Senza per forza scomodare ipotesi “speculative”, certamente i dati delle ricerche pubblicate dal British Medical Journal e da JAMA Internal Medicine obbligano oggi ad una revisione significativa del rapporto tra alimentazione, livello di colesterolo e malattie cardiovascolari. L’ipotesi sempre più accreditata è che le statine possono aumentare il rischio di sviluppare il diabete di tipo 2: è importante quindi che vengano prescritte solo se strettamente necessario, uscendo da un circolo vizioso prescrittivo più imputabile a una “moda” che non alla scienza.

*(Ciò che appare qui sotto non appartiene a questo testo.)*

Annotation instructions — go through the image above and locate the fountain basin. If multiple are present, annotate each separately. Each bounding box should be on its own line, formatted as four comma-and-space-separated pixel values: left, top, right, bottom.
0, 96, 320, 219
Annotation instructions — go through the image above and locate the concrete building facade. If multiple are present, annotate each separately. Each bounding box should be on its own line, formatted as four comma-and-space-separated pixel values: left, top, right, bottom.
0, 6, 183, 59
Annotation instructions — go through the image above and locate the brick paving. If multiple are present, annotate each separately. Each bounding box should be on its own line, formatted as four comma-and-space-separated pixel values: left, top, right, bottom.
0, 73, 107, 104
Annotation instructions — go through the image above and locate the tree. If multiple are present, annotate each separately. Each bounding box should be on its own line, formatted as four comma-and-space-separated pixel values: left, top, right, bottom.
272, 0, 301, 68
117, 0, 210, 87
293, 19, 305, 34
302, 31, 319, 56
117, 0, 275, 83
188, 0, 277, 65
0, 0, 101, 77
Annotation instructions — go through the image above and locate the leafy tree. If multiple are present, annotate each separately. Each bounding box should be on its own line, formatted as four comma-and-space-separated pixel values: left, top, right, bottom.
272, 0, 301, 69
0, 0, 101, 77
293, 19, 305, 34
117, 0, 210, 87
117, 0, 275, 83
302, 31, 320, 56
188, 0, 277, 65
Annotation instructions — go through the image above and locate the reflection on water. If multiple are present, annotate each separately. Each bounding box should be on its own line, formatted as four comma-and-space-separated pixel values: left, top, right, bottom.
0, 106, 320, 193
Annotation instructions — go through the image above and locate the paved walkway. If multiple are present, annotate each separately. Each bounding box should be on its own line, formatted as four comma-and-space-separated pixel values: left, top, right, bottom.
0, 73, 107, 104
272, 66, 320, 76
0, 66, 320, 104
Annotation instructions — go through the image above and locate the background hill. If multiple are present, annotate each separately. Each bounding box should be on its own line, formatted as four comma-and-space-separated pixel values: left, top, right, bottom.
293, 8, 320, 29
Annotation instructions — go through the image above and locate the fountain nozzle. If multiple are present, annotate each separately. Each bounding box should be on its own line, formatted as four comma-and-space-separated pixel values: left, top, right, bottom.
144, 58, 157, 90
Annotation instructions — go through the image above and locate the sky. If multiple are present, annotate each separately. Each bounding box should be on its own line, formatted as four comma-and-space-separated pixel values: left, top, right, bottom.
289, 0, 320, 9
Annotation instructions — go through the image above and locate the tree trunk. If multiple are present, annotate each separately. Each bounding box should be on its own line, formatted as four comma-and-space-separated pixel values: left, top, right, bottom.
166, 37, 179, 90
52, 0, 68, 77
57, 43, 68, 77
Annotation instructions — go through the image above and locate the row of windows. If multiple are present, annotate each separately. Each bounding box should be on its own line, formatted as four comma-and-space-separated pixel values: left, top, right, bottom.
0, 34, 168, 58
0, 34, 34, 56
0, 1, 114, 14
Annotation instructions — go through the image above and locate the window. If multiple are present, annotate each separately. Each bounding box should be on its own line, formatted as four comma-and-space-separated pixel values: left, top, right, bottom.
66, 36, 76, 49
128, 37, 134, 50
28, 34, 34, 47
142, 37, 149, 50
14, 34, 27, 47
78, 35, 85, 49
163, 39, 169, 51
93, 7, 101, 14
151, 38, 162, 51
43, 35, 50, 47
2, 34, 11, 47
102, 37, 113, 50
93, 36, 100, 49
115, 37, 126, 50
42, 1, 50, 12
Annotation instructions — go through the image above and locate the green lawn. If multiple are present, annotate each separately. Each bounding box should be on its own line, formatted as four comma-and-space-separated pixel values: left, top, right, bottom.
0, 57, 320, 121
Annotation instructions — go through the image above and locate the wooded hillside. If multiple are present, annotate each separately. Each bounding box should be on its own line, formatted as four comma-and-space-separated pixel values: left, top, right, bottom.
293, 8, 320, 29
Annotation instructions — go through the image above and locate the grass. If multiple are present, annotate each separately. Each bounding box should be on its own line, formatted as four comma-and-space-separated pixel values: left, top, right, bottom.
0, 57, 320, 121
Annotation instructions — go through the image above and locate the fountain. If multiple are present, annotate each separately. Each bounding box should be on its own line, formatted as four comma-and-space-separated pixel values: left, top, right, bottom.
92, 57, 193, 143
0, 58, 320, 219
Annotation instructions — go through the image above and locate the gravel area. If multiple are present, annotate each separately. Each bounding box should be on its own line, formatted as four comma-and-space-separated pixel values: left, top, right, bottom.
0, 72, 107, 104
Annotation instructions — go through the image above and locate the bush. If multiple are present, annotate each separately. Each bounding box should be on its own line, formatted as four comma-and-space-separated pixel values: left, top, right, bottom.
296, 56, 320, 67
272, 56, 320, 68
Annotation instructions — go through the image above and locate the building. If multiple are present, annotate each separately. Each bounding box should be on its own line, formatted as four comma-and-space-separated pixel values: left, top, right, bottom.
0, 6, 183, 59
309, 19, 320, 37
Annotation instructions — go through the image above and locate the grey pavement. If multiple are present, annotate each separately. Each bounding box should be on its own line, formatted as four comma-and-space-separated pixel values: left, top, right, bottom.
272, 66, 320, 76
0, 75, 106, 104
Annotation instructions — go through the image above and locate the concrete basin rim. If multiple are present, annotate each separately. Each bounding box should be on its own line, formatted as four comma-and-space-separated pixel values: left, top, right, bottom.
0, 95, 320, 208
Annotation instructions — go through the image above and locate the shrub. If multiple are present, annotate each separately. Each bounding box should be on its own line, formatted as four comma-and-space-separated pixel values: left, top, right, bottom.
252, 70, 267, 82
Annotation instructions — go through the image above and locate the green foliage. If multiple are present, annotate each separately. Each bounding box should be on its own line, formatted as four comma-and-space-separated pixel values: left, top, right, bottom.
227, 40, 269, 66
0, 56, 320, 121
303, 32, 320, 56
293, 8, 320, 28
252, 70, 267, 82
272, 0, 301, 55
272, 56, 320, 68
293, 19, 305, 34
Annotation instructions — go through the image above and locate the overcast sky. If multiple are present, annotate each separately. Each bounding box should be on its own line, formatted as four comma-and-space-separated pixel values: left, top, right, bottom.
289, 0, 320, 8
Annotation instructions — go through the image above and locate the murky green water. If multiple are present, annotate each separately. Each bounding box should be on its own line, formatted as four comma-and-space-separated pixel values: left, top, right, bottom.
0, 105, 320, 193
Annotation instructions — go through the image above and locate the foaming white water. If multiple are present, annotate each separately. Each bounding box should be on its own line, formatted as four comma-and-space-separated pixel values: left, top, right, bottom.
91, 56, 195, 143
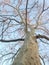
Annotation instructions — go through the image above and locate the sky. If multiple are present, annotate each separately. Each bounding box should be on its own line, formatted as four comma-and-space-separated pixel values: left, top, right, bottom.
0, 0, 49, 65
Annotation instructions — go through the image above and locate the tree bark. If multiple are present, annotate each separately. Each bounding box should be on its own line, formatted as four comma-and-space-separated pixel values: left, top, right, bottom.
12, 33, 41, 65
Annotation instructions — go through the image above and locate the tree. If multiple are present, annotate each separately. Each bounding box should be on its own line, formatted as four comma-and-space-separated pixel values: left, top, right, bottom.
0, 0, 49, 65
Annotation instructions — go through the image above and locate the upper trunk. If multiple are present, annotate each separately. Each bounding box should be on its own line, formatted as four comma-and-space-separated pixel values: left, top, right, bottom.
12, 33, 41, 65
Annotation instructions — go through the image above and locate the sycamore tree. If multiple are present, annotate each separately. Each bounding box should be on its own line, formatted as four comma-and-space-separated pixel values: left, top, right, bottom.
0, 0, 49, 65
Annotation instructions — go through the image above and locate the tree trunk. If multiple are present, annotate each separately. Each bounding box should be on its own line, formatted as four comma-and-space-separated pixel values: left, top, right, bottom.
12, 33, 41, 65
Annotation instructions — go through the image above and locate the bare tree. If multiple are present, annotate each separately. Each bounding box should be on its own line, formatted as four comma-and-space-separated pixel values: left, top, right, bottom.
0, 0, 49, 65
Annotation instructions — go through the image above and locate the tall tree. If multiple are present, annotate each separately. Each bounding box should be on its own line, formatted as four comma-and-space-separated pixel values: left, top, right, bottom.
0, 0, 49, 65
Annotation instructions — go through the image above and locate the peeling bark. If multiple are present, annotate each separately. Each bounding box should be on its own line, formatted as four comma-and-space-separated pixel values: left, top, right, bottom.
12, 33, 41, 65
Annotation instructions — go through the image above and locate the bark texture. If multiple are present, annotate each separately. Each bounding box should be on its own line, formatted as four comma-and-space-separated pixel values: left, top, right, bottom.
12, 33, 41, 65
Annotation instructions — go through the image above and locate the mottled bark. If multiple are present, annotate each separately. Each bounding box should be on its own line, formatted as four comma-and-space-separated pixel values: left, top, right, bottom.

Le mode alimentari e la confusione tra “magrezza” e buona salute non aiutano mai a vivere a lungo, né a prevenire le malattie. Ogni alimento non è di per se nocivo, e demonizzare un singolo elemento finisce per non renderci un buon servizio. L’ipocolesterolemia non è meno pericolosa della sua condizione opposta: il colesterolo mantiene infatti sane le membrane cellulari, è utilizzato dalle ghiandole surrenali per produrre gli ormoni, permette la sintesi della vitamina D e degli acidi biliari ed è vitale per la funzione neurologica.

Per concludere…

Combattere la sedentarietà, variare l’alimentazione e ridurre le porzioni, senza doversi necessariamente privare di nulla, sono le semplici regole di vita che possono aiutarci a prevenire gravi malattie e a vivere più a lungo e in salute. Come sempre, la Dieta Mediterranea è la soluzione più semplice e alla portata di tutti.

 

 

(*) lo studio scientifico è stato svolto al Clalit Research Institute (http://clalitresearch.org/) di Tel Aviv e pubblicato sulla rivista JAMA Internal Medicine (http://archinte.jamanetwork.com/article.aspx?articleid=2528289)  a giugno di quest’anno: ha rilevato infatti che i pazienti con livelli di colesterolo Ldl-C compresi tra 70 e 100 mg/dL, che assumono statine, hanno un rischio di eventi avversi cardiaci inferiore rispetto a quelli con livelli di Ldl-C tra 100 e 130 mg/dL, ma che nessun ulteriore beneficio si ottiene raggiungendo valori di colesterolo pari o inferiori a 70 mg/dL di Ldl-C.